If your child is a “gamer,” try to select cooperative over competitive games. While both can be used to foster social interaction, cooperative games require more interaction, group problem solving, and of course, learning to cooperate. One game I like is Forbidden Island, where all the players work together to collect the treasure before the island sinks. Games for older children including Arkham Horror or Shadows Over Camelot stir imagination and cooperation.

Role-Playing games provide another structured method for developing social interactions. Role playing requires children to take the perspective (and persona) of the character they are playing, cooperate with the other “player-characters” to achieve a mutual goal. I have used Dungeons and Dragons, a role playing game set in Tolkien’s Middle Earth (a.k.a. Lord of the Rings) as a vehicle for developing social relationships for otherwise withdrawn children. Of course this “intervention” requires an adult familiar enough with the game to act as “Dungeon Master,” a sort of MC, Story Teller, and Data Tracker rolled into one.
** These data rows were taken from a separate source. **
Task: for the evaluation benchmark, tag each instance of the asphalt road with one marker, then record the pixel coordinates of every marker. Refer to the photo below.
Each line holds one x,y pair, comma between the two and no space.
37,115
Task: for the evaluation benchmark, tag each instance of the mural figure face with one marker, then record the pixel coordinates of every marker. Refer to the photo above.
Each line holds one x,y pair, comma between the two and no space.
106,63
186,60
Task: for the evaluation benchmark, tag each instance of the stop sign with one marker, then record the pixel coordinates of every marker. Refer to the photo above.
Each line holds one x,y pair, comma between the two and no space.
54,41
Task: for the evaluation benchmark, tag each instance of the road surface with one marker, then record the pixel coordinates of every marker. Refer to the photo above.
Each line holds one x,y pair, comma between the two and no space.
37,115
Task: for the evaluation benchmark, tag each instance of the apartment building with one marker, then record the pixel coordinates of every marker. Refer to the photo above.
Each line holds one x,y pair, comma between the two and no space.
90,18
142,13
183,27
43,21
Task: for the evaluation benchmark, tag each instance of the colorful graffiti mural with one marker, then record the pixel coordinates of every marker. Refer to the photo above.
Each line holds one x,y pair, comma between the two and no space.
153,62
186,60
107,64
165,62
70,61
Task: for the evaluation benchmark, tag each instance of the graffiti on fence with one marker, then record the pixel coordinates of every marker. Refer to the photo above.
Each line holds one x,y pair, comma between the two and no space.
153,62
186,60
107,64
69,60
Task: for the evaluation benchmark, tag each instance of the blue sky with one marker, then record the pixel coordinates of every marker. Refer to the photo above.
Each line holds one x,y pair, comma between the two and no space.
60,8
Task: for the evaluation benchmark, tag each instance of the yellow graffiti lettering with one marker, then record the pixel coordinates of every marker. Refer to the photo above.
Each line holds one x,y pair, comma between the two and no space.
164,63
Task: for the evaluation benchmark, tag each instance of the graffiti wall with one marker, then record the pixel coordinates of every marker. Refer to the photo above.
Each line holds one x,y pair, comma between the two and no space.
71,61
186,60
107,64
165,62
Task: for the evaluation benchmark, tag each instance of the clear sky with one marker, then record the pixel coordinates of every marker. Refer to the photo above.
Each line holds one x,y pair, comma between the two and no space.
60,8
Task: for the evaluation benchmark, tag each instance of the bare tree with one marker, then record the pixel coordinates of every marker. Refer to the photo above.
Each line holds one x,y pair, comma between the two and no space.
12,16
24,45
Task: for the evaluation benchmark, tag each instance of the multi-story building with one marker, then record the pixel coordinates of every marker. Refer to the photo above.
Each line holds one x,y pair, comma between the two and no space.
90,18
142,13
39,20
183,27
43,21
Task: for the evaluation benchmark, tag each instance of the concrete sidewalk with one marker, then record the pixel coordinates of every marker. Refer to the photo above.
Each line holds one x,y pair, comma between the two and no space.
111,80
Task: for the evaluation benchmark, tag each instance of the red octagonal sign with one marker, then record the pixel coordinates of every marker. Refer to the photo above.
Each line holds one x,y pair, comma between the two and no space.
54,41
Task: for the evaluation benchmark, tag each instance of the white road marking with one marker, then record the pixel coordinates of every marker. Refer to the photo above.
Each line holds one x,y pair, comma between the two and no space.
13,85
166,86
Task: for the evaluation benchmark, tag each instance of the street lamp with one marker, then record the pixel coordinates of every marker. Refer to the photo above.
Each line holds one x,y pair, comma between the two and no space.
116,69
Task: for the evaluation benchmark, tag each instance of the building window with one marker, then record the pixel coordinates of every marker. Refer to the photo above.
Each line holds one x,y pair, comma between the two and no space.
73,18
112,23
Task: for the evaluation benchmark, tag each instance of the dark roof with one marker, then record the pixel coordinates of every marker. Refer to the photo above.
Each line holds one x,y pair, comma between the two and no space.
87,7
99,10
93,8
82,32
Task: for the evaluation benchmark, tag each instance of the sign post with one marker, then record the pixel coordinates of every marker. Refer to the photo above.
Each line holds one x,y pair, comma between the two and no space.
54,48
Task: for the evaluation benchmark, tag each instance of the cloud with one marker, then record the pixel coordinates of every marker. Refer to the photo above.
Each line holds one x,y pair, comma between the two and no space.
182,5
When using D & D to develop social interaction, it is important for the DM to award experience points to players for talking and acting “in character.” These points are used to level up in the game. There are other role-playing games that I have used as well. How to Host a Murder is a sort of “who done it?” mystery, where each player acts the role of one of the suspects. There are scripted responses, but also require improvisational responses.
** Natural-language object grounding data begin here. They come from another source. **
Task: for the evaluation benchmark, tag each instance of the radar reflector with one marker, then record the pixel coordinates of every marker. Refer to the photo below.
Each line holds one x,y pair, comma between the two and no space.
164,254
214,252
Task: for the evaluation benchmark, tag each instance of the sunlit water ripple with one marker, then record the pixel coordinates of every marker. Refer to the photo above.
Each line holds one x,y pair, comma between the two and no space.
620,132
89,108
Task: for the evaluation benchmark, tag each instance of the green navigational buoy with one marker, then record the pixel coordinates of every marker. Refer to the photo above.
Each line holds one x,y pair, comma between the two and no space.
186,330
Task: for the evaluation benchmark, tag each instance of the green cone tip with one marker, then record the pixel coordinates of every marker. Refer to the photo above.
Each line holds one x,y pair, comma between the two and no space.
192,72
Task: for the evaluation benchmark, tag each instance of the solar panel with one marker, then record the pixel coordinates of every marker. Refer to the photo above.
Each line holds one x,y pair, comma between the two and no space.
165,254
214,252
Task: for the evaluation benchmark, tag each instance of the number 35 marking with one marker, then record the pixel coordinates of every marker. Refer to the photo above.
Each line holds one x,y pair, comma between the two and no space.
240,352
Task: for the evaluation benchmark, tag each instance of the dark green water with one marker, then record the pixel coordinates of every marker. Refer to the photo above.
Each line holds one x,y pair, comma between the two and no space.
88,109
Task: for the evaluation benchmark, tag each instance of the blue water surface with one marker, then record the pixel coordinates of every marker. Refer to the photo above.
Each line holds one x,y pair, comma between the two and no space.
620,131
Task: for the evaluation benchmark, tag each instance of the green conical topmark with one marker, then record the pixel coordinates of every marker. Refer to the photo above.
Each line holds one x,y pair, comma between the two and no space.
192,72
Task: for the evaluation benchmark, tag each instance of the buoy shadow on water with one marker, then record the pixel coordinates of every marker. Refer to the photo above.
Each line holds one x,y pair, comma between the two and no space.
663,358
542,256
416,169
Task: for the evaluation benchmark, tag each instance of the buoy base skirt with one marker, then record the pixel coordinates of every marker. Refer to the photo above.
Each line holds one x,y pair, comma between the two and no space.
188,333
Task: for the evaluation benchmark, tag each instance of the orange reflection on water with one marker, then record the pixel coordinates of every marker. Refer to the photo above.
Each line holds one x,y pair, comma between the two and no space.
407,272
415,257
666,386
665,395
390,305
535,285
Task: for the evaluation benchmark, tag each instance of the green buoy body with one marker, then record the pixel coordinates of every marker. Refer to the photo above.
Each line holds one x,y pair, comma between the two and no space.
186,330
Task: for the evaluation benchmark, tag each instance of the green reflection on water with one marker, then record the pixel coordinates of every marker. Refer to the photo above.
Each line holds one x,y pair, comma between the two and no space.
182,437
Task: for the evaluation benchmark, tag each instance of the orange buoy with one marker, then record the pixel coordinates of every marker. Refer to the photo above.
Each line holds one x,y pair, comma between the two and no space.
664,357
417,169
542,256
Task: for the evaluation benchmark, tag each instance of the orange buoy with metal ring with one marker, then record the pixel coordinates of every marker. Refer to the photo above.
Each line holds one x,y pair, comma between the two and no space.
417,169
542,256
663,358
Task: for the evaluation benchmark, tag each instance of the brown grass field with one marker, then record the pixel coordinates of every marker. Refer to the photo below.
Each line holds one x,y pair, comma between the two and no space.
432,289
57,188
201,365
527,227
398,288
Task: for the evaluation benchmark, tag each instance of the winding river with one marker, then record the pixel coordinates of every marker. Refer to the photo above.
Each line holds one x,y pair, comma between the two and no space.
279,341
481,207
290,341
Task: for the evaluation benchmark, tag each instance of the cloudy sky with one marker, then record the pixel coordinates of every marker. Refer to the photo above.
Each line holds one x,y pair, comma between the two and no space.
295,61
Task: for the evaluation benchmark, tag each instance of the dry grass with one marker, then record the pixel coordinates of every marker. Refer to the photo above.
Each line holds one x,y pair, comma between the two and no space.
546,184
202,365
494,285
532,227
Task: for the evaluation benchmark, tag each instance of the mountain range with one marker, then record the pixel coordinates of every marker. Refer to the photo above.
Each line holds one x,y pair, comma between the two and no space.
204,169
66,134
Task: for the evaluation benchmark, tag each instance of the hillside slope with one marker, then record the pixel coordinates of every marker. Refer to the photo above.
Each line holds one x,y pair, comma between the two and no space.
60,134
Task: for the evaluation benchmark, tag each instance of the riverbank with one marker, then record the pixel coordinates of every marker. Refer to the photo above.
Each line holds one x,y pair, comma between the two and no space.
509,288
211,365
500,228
Weekly “game nights,” hosted at your house or at a community center, complete with pizza or other snacks are an excellent way to introduce children with spectrum disorders to social environments. It is important to remember guideline number two in choosing games: select games the child will want to play. Invite “neuro-typical” children to the game nights as well. I have found that there are many kids out there (and parents) who are even willing to take a night off the XBOX to good, old fashioned games.

Facilitated drama groups are a natural extension of the scripted social interactions introduced in role-playing games. Drama requires children to become aware of body language, gesture, eye contact and vocal inflection that contains social information that may not be conveyed verbally. Since acting involves scripts and coaching from the “director,” the child gets to practice and rehearse social interactions. And while these “scripts” themselves may not transfer to natural social situations, the awareness of non-verbal communication and body language often does. I have worked with many children with high-functioning autism and Asperger’s Syndrome who say that they have learned to “pretend to be social” through drama and role playing. I recommend the book, “Teaching Asperger’s Students Social Skills Through Acting: All Their World Is a Stage!” as a starting point for parents or therapists who are interested in starting a drama group.

Sports are often challenging for “neuro-diverse” children. Motor coordination and “social coordination” are required for success in team-based sports. Add to this the difficult sensory environment of a loud and echoing gym and a teacher or coach yelling lots of complex verbal directions for motor behaviors. It is little wonder that many children on the spectrum prefer to avoid group sports. By removing any or all of the obstacles described above, it is possible to interest neuro-diverse children in sports. Solo sports, like swimming, dance, and martial arts reduce the demand of social coordination and are often opportunities for the child to become successful in a physical activity. Small group sports that are held outside with a teacher or coach familiar with the challenges of following verbal instruction and sensory overload can introduce the child to social sports in a manner that is not overwhelming.

Over the lifespan, social skills are by far the most important thing we can teach neuro-diverse children. Learning from peers, holding a job, and finding friends and a life partner are far more important than memorizing quadratic equations and diagramming sentences. By moving from structured (adult-led) to unstructured (child-initiated) activities that are based on the child’s interest, children with autism spectrum disorders can gradually learn and develop the social skills that will open doors for the rest of their lives.